From: Josh Yelon <jyelon@cs.uiuc.edu> Subject: 'pklite' for Linux. Date: Mon, 16 Mar 1992 00:30:27 GMT
I considering writing binary file compressor for Linux, much like
pklite for msdos. The salient characteristic will be that you
can compress a program, and you won't have to decompress it
in order to run it. (It would decompress itself automatically
into RAM). I need ideas.
First of all, how do I pull it off?
Here is plan 1:
1. start the to-be-compressed executable using ptrace.
2. read out all of its memory into a file.
3. compress the file.
4. prepend a tiny in-memory decompression routine to the file,
5. prepend the proper headers for an executable program, and presto!
The disadvantages:
1. I like shared pages. However, a text segment that gets
decompressed at runtime isn't 'read-only', so that does
it in for shared pages.
2. Shared libraries would probably get linked in as soon as
ptrace ran the thing, so the libraries would become a part
of the compressed file. Yuck!
3. Thousands of copies of this decompression routine, one in
every executable, like a virus. Gross. Plus, the kernel
is constantly loading the same decompression routine from
disk. Wasteful.
The advantages:
1. It's pretty easy, considering that I already have the
code for dumping a running process into an executable file.
2. Nobody has to be aware of it. A compressed program would
run just like any other.
Here's another plan:
1. Edit the kernel code for exec, to look for a new 'compressed
executable' magic number.
2. Have it then decompress/load the file into ram, and
3. Have it then proceed as if it had just loaded a non-demand-paged
executable.
The advantages.
1. Its very clean.
2. The decompression routine is in the kernel, so it only
needs to be loaded once.
3. It sounds more reliable than the above approach.
The disadvantages.
1. The kernel is getting bigger (although not much,
assuming that the decompression routine is small).
2. You have to have the decompressing-kernel to run
compressed programs.
3. Again, compressed files are not demand-paged. (I, personally,
could care less - I tend to think that demand-paging slows
things down as much as it speeds things up).
Whaddaya think?
Also, about compression algorithms:
I have considered using 16-bit Huffman codes, but I'm only getting
a 70% compression ratio. Lempel-Ziv is okay (that's what compress
uses), but it takes gobs of ram to use it. Besides, I prefer a
static scheme- one where the decompression tables are fixed. (after
all, everything being compressed will be stylized gnu C 386 code...
why use an adaptive algorithm when there is nothing to adapt to?)
On that note, I was also considering inventing a specialized
algorithm for compressing 386 opcodes (it would still produce correct
output on other stuff, it just wouldn't be able to compress much).

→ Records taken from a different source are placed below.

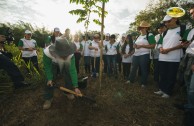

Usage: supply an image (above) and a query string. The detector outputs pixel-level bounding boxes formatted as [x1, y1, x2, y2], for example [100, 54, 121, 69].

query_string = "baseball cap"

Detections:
[25, 30, 32, 34]
[162, 15, 172, 22]
[54, 27, 60, 31]
[122, 33, 126, 37]
[106, 33, 110, 36]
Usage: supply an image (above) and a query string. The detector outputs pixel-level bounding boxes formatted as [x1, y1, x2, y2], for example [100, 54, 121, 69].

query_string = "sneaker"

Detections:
[141, 84, 145, 88]
[43, 99, 52, 110]
[162, 93, 170, 98]
[125, 80, 131, 84]
[154, 90, 164, 95]
[67, 94, 75, 100]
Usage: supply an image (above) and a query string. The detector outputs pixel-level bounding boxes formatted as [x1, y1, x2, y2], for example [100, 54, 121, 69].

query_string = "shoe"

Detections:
[154, 90, 164, 95]
[162, 93, 170, 98]
[67, 94, 75, 100]
[125, 80, 131, 84]
[43, 99, 52, 110]
[15, 82, 31, 89]
[141, 84, 145, 88]
[173, 104, 185, 110]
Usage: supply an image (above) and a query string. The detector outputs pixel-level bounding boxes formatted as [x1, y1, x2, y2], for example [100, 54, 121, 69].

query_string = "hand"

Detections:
[75, 88, 81, 96]
[0, 35, 6, 42]
[124, 54, 129, 58]
[191, 65, 194, 72]
[47, 80, 53, 87]
[28, 48, 34, 51]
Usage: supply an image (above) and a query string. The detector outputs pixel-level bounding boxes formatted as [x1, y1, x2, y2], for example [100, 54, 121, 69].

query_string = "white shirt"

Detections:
[122, 44, 132, 63]
[159, 27, 183, 62]
[186, 29, 194, 54]
[82, 40, 91, 56]
[106, 42, 118, 55]
[21, 38, 37, 57]
[90, 40, 100, 57]
[103, 40, 110, 55]
[133, 33, 152, 56]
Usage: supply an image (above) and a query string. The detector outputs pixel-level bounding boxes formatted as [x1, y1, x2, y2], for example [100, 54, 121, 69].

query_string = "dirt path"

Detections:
[0, 78, 184, 126]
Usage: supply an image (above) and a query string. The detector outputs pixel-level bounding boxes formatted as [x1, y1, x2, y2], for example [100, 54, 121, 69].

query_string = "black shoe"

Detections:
[15, 82, 31, 89]
[173, 104, 186, 111]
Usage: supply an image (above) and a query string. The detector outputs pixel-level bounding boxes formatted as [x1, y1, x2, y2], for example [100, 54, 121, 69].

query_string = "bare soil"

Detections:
[0, 77, 185, 126]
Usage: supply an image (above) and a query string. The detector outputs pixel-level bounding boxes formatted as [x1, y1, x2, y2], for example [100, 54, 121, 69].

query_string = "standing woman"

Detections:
[18, 30, 39, 72]
[105, 35, 118, 78]
[88, 33, 100, 77]
[127, 21, 156, 87]
[45, 28, 60, 47]
[121, 35, 134, 79]
[73, 34, 83, 74]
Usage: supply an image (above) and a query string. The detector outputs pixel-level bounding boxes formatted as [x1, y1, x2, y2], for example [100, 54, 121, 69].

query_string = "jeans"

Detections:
[106, 55, 117, 76]
[129, 54, 149, 85]
[159, 61, 179, 95]
[153, 59, 159, 83]
[0, 54, 24, 88]
[84, 56, 90, 73]
[103, 55, 108, 73]
[91, 57, 100, 74]
[22, 56, 39, 72]
[44, 63, 73, 100]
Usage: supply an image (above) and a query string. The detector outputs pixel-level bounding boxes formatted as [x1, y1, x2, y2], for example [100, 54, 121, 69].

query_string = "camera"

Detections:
[0, 28, 14, 44]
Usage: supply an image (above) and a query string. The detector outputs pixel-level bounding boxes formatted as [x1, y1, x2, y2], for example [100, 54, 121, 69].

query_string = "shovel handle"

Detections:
[59, 87, 83, 97]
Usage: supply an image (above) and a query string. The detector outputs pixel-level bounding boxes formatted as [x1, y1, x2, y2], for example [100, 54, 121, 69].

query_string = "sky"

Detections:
[0, 0, 158, 34]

Anybody know anything concrete about the feasibility of this?
PS: In order to do this I would need sample data - namely, assembly
listings containing BOTH opcodes and mnemonics, so I can pore them
over and see what kinds of regular patterns the gnu C compiler
typically produces. I cannot obtain this, since I do not have
access to a 386 right now. Would anybody be able to mail me a 100K
listing from the assembler?
y
Thanks in advance 4 ideas!
- Josh
PS: this might help alleviate some of the root-disk woes!